ECB to trim interest rates as economy slides

photo European Central Bank President Mario Draghi arrives for an EU Summit in Brussels on Thursday, June 28, 2012. European leaders gathering Thursday in Brussels are set to sign off on a series of measures to boost economic growth but expectations of a breakthrough on the pooling of debt have fallen by the wayside. (AP Photo/Michel Euler) Summary

DAVID McHUGH

FRANKFURT, Germany (AP) - The European Central Bank is expected to cut interest rates on Thursday to help the continent's fading economy and ailing banks.

Many economists think the ECB will cut its benchmark refinancing rate by a quarter point to 0.75 percent, a record low. However, the ECB is likely to hold off from more aggressive measures, such as new cheap loans to banks.

That's because its president, Mario Draghi, has said there is only so much the central bank can do and that it is up to Europe's politicians to restore confidence in the 17-country eurozone.

European leaders agreed at a summit in Brussels last week to create a banking regulator under the ECB's aegis with the power to rescue banks directly. The goal is to spare single governments from being overwhelmed by the costs of rescuing banks and to make it easier for them to access Europe-wide bailout funds.

The measures exceeded financial markets' hopes and triggered a drop in borrowing rates for financially troubled Spain and Italy.

The European economy remains weak, however. The eurozone economy stagnated in the first quarter, meaning it avoided a technical recession, defined as two consecutive quarters of economic contraction. However, it is widely expected to shrink in the second and third quarters.

At the last ECB rate-setting meeting on June 7, Draghi conceded that there were risks to the bank's forecast for a modest recovery this year. He also said a rate cut had been discussed at that meeting.

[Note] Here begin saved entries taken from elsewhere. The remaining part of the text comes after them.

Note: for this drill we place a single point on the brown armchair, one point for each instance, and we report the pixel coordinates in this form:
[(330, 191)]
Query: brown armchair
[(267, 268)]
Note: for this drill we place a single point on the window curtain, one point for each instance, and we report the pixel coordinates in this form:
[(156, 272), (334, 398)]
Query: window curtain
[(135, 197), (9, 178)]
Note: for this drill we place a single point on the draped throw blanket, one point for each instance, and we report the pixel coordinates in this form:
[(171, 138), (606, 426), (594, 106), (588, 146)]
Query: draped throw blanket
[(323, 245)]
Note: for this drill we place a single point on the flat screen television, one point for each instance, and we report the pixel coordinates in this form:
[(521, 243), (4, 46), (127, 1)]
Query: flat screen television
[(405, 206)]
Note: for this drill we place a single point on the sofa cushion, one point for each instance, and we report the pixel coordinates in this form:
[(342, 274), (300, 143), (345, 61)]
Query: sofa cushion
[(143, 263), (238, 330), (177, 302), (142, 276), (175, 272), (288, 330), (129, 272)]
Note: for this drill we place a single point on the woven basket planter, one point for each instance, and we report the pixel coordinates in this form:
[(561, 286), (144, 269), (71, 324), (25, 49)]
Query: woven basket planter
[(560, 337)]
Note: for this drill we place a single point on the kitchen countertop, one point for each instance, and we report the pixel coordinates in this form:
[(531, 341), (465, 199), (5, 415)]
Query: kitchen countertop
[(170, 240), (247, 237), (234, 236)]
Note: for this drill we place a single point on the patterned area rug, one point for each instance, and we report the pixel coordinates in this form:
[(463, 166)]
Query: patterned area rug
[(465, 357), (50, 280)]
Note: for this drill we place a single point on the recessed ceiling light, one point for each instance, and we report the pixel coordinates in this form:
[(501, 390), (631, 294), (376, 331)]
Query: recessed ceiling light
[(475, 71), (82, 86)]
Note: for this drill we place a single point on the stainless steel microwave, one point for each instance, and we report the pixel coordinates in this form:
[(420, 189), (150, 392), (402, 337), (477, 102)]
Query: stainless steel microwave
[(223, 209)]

The ECB's refinancing rate is what banks pay when they borrow from the ECB and therefore influences the cost of loans to the wider economy.

A lower refinancing rate would reduce what banks are paying on €1 trillion ($1.26 trillion) in 3-year, emergency loans that the ECB doled out on Dec. 21 and Feb. 29. Banks have been using that money to buy government bonds or other investments bearing higher interest, so a cheaper rate would increase their profits.

But that is about as far as the ECB is likely to go. Analysts think it will not issue more emergency loans to banks in part to keep a fire lit under governments to keep moving with reforms of their economies and of the institutional foundations of the euro.

Other central banks are also expected to step in to support economic growth, which has been slowing across the globe. Analysts predict the Bank of England will reopen its program of buying government bonds from banks. The goal is to increase the amount of money flowing through the economy, improving banks' ability to lend. The Bank of England's policy committee will make a decision on Thursday.